VNIT Nagpur sought out a different approach to the problem. They decide to rather make the question paper more challenging in terms of the number of questions and difficulty level. Shuffling of MCQ questions and options were used to prevent any cheating. Further, multiple question sets were prepared and assigned to students in random groups.
Note: If the biggest problem for the institute is that the institute doesn’t trust its students enough, probably hiring more invigilators (a typical online media allowing pinning attendees to monitor), using advanced software and seeing patterns in such answer sheets will mitigate the harm.
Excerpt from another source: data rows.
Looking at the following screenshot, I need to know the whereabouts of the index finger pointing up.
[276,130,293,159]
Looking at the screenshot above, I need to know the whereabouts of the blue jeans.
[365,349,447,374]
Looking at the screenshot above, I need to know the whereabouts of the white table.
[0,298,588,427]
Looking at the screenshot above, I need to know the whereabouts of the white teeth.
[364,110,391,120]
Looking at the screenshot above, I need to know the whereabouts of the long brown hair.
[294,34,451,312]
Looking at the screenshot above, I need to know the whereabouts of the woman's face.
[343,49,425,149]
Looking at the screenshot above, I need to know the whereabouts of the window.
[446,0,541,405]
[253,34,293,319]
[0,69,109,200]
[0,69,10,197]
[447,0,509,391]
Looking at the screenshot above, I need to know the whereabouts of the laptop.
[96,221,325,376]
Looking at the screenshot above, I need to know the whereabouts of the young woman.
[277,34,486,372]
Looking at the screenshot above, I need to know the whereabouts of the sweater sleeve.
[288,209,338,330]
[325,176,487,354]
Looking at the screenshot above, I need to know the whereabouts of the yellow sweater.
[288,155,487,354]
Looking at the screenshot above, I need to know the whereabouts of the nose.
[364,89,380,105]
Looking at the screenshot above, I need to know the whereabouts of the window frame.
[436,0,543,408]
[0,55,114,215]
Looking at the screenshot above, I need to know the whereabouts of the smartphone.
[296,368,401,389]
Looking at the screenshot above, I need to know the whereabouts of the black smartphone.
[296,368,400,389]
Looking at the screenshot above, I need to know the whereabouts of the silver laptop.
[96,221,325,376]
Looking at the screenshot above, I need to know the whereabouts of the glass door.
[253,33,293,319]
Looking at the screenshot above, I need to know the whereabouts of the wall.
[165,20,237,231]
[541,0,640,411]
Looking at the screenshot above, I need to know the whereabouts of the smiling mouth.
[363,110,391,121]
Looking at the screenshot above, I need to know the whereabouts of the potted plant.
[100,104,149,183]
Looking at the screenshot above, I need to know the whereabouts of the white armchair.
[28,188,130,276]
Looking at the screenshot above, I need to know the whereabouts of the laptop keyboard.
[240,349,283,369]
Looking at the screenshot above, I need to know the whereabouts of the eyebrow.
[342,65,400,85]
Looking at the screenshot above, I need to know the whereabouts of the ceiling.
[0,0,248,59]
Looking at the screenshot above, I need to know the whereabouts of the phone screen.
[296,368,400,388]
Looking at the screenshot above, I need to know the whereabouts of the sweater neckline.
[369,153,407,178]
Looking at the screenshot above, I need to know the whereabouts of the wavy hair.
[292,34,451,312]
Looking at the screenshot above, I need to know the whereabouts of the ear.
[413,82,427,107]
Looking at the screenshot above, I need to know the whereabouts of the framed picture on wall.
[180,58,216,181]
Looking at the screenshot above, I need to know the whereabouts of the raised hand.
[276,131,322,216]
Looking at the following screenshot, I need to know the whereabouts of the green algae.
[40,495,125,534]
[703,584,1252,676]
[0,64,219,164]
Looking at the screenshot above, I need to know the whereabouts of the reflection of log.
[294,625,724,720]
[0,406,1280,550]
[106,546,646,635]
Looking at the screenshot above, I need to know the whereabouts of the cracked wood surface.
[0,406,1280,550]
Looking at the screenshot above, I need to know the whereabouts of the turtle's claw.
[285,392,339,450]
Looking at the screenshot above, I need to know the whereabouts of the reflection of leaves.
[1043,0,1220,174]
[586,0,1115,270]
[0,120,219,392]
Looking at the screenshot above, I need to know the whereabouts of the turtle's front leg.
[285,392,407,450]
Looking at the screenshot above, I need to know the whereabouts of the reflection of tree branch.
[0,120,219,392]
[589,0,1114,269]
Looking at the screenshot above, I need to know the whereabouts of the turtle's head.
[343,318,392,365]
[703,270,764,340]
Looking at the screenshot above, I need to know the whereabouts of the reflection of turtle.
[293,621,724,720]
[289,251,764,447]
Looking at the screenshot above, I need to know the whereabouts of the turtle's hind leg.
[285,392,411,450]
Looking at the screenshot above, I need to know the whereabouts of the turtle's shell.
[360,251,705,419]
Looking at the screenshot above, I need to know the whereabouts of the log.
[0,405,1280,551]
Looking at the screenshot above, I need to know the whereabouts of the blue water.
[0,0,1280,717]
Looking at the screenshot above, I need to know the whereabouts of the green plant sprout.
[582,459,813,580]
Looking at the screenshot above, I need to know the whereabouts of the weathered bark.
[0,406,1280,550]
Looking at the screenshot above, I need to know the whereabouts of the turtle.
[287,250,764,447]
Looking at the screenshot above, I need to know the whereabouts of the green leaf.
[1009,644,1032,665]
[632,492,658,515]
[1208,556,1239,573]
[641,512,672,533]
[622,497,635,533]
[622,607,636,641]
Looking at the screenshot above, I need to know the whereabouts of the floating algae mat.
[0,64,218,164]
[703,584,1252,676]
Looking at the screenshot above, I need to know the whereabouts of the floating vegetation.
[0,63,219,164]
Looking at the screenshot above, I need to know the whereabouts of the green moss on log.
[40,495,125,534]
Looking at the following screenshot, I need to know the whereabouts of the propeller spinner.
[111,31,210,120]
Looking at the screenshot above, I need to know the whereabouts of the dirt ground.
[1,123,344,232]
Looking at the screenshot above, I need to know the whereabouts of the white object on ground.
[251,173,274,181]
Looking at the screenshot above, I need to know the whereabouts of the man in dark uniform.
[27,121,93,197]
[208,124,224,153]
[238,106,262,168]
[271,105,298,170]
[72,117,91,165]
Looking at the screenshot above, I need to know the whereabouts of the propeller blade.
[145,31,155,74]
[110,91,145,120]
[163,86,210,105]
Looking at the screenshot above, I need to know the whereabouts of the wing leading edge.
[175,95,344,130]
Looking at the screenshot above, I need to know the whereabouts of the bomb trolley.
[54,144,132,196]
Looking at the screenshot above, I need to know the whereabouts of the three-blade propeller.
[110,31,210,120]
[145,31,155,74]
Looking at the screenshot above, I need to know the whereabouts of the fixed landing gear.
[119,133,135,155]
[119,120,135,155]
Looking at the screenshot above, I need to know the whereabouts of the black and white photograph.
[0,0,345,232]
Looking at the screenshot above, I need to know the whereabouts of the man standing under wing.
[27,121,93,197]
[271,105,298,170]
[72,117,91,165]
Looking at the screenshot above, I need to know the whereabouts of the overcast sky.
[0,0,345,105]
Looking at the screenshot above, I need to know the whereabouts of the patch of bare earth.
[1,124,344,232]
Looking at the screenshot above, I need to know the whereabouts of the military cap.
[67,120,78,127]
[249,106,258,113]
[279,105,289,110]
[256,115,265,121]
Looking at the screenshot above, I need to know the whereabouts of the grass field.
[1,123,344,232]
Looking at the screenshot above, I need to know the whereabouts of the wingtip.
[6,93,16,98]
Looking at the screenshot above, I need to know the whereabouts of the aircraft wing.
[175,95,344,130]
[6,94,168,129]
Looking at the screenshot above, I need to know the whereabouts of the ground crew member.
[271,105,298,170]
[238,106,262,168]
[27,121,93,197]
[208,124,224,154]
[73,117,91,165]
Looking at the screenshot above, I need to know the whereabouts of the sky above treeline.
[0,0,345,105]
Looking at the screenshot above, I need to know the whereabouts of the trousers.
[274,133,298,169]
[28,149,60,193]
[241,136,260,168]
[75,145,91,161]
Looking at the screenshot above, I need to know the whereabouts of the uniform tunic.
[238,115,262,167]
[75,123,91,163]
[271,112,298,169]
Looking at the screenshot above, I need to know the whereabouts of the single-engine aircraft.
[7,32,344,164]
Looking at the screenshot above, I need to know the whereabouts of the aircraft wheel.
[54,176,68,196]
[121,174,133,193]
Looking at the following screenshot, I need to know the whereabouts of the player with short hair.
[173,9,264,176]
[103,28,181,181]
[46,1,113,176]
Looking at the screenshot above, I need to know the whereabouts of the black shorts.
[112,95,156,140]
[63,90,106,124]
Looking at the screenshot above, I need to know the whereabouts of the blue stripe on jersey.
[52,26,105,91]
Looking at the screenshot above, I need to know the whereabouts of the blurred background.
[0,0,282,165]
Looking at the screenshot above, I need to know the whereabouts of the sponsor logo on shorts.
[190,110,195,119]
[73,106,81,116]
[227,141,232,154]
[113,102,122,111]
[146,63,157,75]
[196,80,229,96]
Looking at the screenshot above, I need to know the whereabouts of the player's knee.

2020 completed. Online semesters on the verge of completion.
Now, what’s more inside Pandora’s Box? However, one of the questions asked above, ‘What should be preferred, health or academics?’ The correct answer to this is, ‘Do students have any choice?’
They need both as they go hand-in-hand. However, there is definitely an option of online exams which simply can not be ignored because the institute doesn’t want to invest money time and money into it. Probably it’ll take a lot of time and energy for the administration to formulate such a plan effectively. But the question simply is this: How long can we wait? When all other alternatives are based on uncertain assumptions, probably believing in your forte, i.e. technology is the safest way forward.
All in all, the advantages of online exams certainly outweigh the limitations. Instead of mentally pressurizing an average 20-year-old student with pending semester exams and uncertain career prospects, the administration along with the students should come forward and promote the idea of a fair and just online evaluation.
It is time we as NIT Rourkela set an example for all the contemporary institutions.